Build Good Things
How young founders turn ideas into momentum without losing themselves.
Available in hardback, paperback and digital. Audiobook narrated by the author.
This is not a book about thinking bigger or moving faster. It is a book about building well.
Not perfectly. Not impressively. Just well, with honesty, with genuine attention to the real problems in front of you, and with care for the people who will use what you build.
It draws on real experiences: businesses built across Bournemouth, Christchurch and Poole; capital raised and lost; a company that went into administration; eleven years running Leadtree Global; the work of building The Spark and Golden Sands Capital; and the slow, unglamorous discipline of doing what you said you would do when it costs something.
It is honest about the nights staring at the ceiling. The team kept on full salary for nine months while the founder took nothing. The 2am arithmetic about how much runway remained. The parts people do not post.
Five parts. Fifteen chapters. One honest account of what building actually requires.
The book is structured around The Good Things Method: five principles explored in depth across five parts. Each chapter ends with practical business and personal growth actions. Use it in order, or go straight to the part that matches where you are right now.
Begin before confidence arrives. Choose a real problem. Test before you overcommit. Chapters 1–3 address the hardest part of building something: actually starting.
Make decisions, reduce noise, and keep learning from reality. How to maintain momentum without mistaking motion for progress.
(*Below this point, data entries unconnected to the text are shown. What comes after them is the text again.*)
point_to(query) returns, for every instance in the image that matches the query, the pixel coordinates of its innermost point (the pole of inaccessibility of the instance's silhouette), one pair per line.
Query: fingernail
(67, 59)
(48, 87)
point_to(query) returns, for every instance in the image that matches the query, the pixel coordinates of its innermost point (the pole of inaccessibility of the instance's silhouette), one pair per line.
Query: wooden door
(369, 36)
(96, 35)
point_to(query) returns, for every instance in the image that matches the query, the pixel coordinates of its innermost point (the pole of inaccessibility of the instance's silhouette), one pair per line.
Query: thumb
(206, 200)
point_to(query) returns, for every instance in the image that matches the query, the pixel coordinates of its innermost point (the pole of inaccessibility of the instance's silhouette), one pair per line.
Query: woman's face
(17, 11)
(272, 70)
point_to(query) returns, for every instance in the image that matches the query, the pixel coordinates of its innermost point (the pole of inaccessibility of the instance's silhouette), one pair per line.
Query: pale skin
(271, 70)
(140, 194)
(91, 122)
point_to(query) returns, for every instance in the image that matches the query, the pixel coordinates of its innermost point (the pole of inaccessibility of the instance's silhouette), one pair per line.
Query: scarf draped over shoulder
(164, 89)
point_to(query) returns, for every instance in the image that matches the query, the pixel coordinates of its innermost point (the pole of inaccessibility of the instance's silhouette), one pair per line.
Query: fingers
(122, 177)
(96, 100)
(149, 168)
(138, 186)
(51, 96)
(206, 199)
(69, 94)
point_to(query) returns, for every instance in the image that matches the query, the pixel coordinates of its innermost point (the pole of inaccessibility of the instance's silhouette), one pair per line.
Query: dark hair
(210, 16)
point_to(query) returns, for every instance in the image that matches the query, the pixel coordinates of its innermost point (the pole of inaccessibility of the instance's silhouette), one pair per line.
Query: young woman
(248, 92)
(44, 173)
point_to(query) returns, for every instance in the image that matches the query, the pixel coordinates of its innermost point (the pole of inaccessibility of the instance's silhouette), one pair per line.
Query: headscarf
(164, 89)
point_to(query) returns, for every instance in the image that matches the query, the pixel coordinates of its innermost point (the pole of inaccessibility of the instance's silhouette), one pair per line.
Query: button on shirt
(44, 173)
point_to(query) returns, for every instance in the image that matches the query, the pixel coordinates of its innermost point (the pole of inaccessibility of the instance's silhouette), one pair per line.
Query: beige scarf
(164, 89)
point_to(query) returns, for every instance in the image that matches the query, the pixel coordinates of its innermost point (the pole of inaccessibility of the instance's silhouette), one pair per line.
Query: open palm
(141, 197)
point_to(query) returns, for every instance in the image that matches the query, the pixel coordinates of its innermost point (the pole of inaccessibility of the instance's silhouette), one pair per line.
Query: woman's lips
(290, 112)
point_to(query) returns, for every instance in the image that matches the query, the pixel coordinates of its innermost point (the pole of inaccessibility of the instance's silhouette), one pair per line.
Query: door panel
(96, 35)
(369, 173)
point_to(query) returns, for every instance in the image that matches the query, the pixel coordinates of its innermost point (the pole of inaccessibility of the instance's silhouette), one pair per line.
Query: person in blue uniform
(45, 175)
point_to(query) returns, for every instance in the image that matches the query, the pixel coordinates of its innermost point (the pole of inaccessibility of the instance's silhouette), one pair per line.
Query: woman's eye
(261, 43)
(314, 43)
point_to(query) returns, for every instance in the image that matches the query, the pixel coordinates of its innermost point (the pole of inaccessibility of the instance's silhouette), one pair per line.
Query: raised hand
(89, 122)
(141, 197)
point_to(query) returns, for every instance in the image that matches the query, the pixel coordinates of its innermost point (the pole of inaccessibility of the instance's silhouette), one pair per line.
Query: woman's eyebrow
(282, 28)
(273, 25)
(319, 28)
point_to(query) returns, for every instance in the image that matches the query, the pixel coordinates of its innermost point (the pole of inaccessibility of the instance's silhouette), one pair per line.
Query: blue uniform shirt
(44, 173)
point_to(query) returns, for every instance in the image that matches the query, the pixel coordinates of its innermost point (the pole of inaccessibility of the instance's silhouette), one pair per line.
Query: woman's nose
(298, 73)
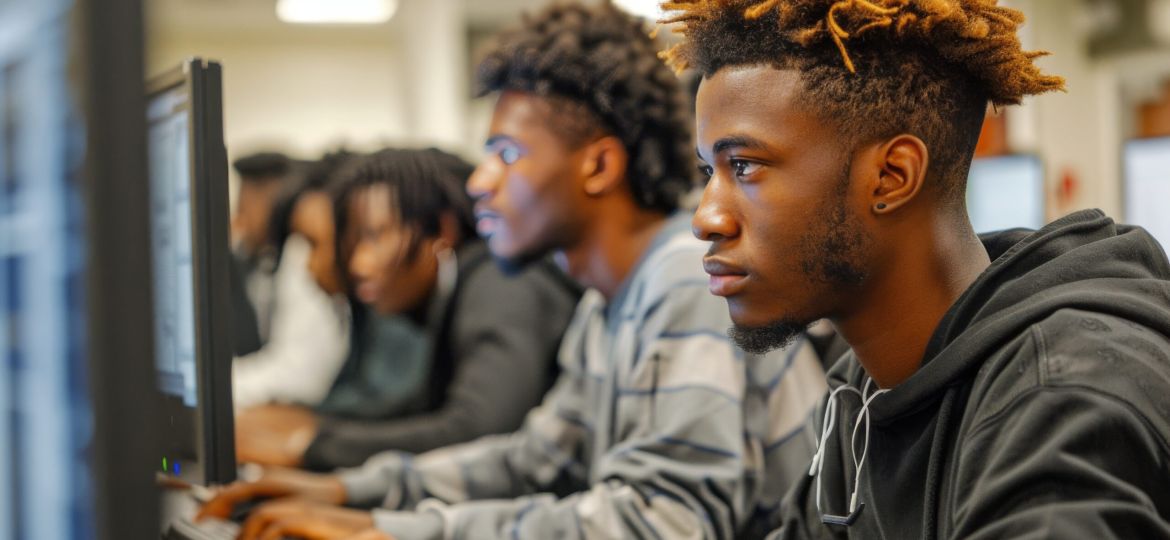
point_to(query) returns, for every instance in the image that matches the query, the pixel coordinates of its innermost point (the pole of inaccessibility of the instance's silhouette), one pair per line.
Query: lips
(487, 223)
(725, 278)
(367, 292)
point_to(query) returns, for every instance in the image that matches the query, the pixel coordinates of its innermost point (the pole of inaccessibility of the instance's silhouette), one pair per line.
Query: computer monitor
(1005, 192)
(190, 260)
(1147, 186)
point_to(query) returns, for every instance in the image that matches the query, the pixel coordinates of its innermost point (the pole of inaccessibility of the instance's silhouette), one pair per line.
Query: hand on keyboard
(275, 484)
(304, 519)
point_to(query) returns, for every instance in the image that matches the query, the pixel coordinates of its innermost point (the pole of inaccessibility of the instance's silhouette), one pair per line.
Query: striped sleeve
(675, 468)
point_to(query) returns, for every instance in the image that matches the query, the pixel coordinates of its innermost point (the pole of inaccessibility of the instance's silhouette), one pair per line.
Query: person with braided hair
(658, 427)
(1012, 385)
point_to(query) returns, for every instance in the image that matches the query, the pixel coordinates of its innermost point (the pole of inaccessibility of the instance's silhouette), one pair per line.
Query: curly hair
(598, 69)
(876, 68)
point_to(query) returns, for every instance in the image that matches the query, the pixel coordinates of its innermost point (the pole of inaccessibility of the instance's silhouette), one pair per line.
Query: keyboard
(207, 530)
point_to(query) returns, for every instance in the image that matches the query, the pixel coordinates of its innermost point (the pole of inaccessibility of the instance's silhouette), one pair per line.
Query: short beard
(763, 339)
(831, 255)
(513, 267)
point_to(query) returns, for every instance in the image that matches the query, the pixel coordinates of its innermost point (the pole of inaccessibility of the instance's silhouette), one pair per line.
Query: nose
(486, 178)
(713, 219)
(362, 261)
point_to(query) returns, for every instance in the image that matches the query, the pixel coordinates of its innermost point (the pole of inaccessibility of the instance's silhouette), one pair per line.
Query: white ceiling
(259, 16)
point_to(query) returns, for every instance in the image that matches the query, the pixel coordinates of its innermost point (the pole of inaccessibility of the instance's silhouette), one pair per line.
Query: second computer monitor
(190, 255)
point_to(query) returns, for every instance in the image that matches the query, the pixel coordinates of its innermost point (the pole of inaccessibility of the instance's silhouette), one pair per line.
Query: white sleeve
(307, 345)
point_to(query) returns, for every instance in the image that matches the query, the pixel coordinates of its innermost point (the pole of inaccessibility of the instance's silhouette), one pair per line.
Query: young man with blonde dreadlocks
(1014, 385)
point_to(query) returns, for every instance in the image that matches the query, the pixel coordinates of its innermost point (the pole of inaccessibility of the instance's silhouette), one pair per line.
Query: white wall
(1081, 132)
(298, 94)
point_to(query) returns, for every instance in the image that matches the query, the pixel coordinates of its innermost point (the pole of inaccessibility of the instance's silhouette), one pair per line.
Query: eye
(743, 168)
(509, 154)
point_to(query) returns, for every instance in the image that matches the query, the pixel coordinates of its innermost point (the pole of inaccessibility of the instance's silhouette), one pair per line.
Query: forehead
(524, 117)
(759, 102)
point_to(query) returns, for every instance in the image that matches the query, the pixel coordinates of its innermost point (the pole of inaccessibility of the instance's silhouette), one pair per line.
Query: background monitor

Trust is built through listening, reliability and useful follow-up. The money is often in the follow-up. Most opportunities are killed by drift, not rejection.
No strong business is built alone. Community is not decoration. It is infrastructure. How to find people who tell you the truth, and why your local ecosystem matters more than you think.
Protect your energy, build simple systems, and create something you can be proud of for a long time. A business that requires you to destroy yourself to maintain it is a hostage situation with invoices.
This book is not about building the biggest thing. It is about building something worth building.
- Young founders who are already in it and want to build on a foundation that will actually hold.
- Anyone who has been preparing long enough to suspect that preparation might be the problem.
- Founders moving fast, but with something unsolid they cannot quite put a finger on.
- People who want to build something that genuinely matters to the people it serves.
- Anyone tired of business advice that sounds smart in a podcast and crumbles in the room.
Keep this book as a reference as much as a sequence. The chapter that matters most is the one that matches where you are right now. If you are stuck and do not know how to start, go to Chapter 1. If everything feels chaotic, go to Chapter 10. If you are running on empty, go to Chapter 12 first.
"Not perfectly. Honestly. That is how good things get built."
From the conclusion of Build Good Things
The book ends not with a triumph but with an honest invitation. You do not need to build the biggest or most impressive company to build something that matters. You need to build something useful. With people you respect. For customers whose problems you genuinely understand. In a way you can sustain and be proud of.
Start where you are. Send the message. Make the call. Test the offer. Follow up. Learn. Adjust. Keep building.